Elsewhere, family ownership transitioned at the daily Warsaw (IN) Times-Union, and new owners took over at the alternative weeklies Pittsburgh City Paper and OC Weekly. Charleston, South Carolina-based Evening Post Industries also expanded its content marketing services.
Total Drama in OC
Digital First landed the Orange County Register and Riverside Press-Enterprise after Freedom rejected a higher offer from Tribune Publishing that the U.S. Department of Justice objected to on antitrust grounds. Tribune owns the Los Angeles Times and San Diego Union-Tribune in Southern California.
The deal represents an expansion of Digital First’s holdings in California. In addition to the Los Angeles Daily News, Digital First owns the Long Beach Press-Telegram and other publications in the greater Los Angeles area.
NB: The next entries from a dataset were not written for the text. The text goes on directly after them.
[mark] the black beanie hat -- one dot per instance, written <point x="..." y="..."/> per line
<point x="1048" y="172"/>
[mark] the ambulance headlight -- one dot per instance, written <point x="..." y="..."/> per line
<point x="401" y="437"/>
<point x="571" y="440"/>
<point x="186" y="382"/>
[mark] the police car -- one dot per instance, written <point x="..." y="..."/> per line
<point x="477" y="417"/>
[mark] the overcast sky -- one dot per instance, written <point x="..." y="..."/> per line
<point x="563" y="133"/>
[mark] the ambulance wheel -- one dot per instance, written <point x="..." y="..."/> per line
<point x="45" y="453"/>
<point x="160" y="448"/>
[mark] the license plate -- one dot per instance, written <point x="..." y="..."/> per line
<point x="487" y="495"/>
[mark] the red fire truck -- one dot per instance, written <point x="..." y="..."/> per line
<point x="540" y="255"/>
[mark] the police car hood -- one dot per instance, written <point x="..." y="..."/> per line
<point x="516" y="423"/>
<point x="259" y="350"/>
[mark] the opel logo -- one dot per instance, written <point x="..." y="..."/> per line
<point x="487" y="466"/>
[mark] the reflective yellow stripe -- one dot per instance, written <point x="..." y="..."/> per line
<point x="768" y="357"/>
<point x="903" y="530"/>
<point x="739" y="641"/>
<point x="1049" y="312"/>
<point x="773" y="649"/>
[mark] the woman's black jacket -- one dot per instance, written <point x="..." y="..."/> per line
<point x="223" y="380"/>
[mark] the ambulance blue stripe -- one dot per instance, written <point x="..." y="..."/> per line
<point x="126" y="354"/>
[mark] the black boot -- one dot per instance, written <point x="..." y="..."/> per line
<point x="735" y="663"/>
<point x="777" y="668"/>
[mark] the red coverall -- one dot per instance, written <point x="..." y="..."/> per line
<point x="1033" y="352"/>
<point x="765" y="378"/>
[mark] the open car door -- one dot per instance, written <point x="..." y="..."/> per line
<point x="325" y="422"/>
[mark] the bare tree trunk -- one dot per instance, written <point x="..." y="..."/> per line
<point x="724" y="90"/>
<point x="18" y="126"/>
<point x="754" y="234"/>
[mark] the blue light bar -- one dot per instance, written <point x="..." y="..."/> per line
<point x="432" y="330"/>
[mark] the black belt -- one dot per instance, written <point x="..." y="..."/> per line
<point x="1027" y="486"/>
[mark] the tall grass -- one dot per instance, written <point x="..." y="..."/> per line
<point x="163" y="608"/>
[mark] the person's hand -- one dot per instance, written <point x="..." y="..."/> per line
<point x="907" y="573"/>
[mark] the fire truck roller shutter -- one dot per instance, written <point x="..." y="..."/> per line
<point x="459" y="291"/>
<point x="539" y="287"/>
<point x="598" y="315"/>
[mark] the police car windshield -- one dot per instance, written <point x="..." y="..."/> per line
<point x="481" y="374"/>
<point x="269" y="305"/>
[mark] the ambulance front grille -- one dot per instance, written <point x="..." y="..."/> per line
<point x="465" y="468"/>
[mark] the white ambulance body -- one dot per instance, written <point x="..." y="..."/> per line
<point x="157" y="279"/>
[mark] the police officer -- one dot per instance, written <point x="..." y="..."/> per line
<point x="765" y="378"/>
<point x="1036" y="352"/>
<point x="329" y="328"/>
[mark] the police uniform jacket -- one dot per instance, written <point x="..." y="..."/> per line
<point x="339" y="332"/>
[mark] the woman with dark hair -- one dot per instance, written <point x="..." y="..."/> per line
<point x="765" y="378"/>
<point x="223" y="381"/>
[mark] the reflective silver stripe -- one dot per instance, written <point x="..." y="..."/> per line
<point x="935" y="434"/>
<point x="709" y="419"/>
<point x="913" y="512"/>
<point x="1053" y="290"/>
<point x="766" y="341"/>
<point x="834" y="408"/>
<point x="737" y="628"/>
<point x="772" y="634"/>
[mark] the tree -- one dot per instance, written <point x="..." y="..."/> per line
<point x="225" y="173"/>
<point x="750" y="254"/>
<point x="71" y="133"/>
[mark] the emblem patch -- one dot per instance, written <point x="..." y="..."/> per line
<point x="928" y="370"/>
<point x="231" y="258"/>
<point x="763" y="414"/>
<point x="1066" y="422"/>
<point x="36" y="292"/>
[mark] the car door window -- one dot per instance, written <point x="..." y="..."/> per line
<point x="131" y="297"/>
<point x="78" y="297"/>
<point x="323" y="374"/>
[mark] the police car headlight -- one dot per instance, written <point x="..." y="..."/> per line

The company also has a sizable group in the Bay Area and other publications elsewhere in northern California.
Tribune was initially named the top bidder for Freedom’s publishing assets; however, the Justice Department sought a restraining order to block the sale. The company then opted to accept Digital First’s offer.
The Orange County Register was acquired along with other western newspapers in 2012 by a group led by Aaron Kushner. Kushner subsequently sold off all of the other newspapers and added the Riverside newspaper in 2013. Freedom’s lenders forced the company into bankruptcy, which resulted in the auction.
In a separate Orange County transaction, Voice Media Group sold Costa Mesa-based OC Weekly to Duncan McIntosh, owner of boating publications and Editor & Publisher magazine.
The sale was the last in a series of divestitures by Voice Media that included the Village Voice, City Pages of Minneapolis and the Riverfront Times in St. Louis.
McIntosh is publisher of Boating World magazine, Sea magazine and the Log Newspaper. Since 2010, he also has owned the newspaper industry’s primary trade publication.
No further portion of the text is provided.